Not every saltwater body on Earth is analogous to salty alien waters, though. The salt in Earth's oceans is mostly table salt (NaCl), which is not as prevalent in the salts found on Mars and in the subsurface oceans of Europa and Enceladus. Dr. Buffo's project would study lakes containing sodium carbonate (Na2CO3), sodium sulfate (Na2SO4), and magnesium sulfate (MgSO4), which more closely mirror the compositions of these alien oceans.

This project, called "Multiscale Characterization of Brine-Rich Planetary Analog Environments," will study several hypersaline lakes in British Columbia, Canada, using a wide variety of data collected at different scales and distances: from spacecraft to drones to in-person sampling. This will allow the team to not only learn about these analogues to exotic planetary locations, but also learn about efficient ways to use remote-sensing data (data taken from a distance) to choose locations that are the most interesting to be studied in greater detail up close. This is similar to what is typically done in planetary exploration, going from orbital data to landers and rovers on the surface.

In year one, they will carry out field investigations to create multiscale (physical, spectral, thermal, electromagnetic, and biogeochemical) profiles of the ice-brine-sediment systems of five distinct lake systems in British Columbia's Cariboo Plateau. In year two, they’ll use what they have learned to predict what they will find at two additional unexplored lakes, carrying out a simulated planetary mission to evaluate their methodology and their science. The team will create a database from their data that will be accessible to other scientists and the public.

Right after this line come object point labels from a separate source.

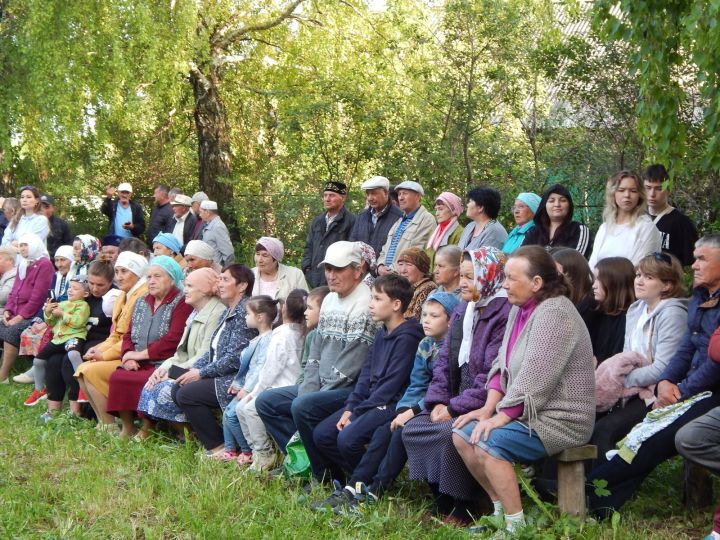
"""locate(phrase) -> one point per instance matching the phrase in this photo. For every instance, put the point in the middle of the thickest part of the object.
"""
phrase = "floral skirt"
(157, 403)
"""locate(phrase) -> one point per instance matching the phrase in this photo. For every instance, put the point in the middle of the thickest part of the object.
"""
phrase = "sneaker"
(262, 461)
(244, 459)
(35, 398)
(340, 497)
(23, 378)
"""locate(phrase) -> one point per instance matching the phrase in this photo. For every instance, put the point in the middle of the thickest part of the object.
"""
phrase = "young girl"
(261, 312)
(69, 323)
(281, 368)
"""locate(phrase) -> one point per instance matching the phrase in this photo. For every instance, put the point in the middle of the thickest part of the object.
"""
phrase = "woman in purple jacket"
(458, 386)
(29, 292)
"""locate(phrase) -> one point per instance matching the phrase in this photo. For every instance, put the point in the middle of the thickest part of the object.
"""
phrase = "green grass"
(66, 480)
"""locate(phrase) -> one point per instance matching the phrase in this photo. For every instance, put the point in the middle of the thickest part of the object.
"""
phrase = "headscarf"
(66, 252)
(137, 264)
(417, 257)
(489, 273)
(205, 280)
(169, 241)
(36, 251)
(199, 249)
(454, 203)
(170, 267)
(273, 246)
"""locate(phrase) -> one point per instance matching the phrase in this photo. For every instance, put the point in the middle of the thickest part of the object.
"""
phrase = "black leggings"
(59, 374)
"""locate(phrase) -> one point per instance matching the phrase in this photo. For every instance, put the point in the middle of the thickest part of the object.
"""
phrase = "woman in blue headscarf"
(156, 327)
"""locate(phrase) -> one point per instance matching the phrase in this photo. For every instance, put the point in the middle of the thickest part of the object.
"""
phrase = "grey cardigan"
(666, 329)
(551, 373)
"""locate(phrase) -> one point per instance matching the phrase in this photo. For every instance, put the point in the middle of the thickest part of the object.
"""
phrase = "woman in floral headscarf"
(86, 249)
(458, 386)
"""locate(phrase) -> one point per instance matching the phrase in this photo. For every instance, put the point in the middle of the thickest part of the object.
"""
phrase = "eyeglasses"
(662, 257)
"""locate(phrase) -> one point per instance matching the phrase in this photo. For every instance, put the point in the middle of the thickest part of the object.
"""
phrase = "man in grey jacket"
(216, 235)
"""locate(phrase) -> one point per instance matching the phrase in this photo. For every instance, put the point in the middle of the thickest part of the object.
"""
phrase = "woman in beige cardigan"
(541, 389)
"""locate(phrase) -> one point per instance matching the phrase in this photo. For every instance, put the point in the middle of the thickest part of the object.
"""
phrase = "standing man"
(183, 222)
(373, 224)
(678, 231)
(198, 198)
(59, 229)
(216, 235)
(162, 215)
(125, 216)
(413, 229)
(333, 226)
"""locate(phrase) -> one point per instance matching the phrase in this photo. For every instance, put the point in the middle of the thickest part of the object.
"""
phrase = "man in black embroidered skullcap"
(334, 225)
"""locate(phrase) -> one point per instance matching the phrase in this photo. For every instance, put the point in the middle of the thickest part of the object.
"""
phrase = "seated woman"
(614, 291)
(627, 231)
(458, 383)
(204, 388)
(448, 207)
(167, 244)
(271, 276)
(447, 270)
(156, 326)
(554, 225)
(102, 360)
(576, 270)
(60, 369)
(651, 339)
(156, 398)
(541, 387)
(34, 275)
(414, 264)
(526, 204)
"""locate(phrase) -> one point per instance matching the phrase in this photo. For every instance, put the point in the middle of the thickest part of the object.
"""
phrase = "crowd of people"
(403, 339)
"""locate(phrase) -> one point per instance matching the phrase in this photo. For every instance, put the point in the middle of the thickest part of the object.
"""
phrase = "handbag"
(296, 463)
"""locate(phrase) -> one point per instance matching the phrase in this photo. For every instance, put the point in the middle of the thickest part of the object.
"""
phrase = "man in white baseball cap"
(413, 229)
(125, 216)
(215, 234)
(373, 224)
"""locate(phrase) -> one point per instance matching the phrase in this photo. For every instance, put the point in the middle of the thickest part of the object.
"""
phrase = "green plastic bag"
(296, 463)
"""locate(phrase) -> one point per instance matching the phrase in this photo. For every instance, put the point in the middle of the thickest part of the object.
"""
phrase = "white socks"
(513, 521)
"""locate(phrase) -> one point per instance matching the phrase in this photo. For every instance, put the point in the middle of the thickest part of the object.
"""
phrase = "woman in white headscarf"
(34, 276)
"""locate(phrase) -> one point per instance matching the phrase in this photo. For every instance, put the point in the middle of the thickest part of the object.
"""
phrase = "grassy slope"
(67, 480)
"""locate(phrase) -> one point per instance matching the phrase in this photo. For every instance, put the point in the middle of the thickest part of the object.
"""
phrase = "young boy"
(68, 320)
(341, 438)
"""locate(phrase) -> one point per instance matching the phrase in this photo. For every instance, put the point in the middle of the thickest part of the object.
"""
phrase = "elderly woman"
(204, 388)
(541, 389)
(448, 207)
(524, 210)
(201, 293)
(156, 326)
(414, 264)
(60, 369)
(103, 359)
(447, 270)
(198, 254)
(458, 383)
(34, 275)
(167, 244)
(86, 249)
(483, 208)
(271, 276)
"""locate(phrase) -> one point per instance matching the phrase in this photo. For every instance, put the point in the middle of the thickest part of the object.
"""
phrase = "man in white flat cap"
(373, 224)
(183, 223)
(413, 229)
(125, 215)
(216, 235)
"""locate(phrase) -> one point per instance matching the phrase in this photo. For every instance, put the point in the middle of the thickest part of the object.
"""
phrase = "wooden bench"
(571, 478)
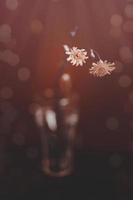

The team is very diverse, including specializations in remote sensing, geochemistry, astrobiology, planetary analog systems, biogeochemistry, geobiology, planetary science, and geophysics. Principal Investigator Dr. Jacob Buffo of Dartmouth College is joined by a number of co-investigators at a variety of institutions, each bringing their own expertise and often instrumentation to the project: Dr. Alexandra Pontefract at Georgetown University; Prof. Magdalena Osburn and graduate student Floyd Nichols at Northwestern University; Dr. Mitchell Barklage of the Illinois State Geological Survey and Northwestern University; graduate student Emma Brown at Arizona State University; and graduate student Emmy B. Hughes at the Georgia Institute of Technology.

We are grateful to the Halıcıoğlu Family Foundation for its generous support of the development and implementation of the STEP grants program. We also thank all of our members who have been crowdfunding our science and technology projects since long before the term crowdfunding was invented. Thank you to the members of our Board of Directors who participated in the review process of proposals. And thank you to everyone who proposed. There were far more worthy proposals than what we were able to fund during this round.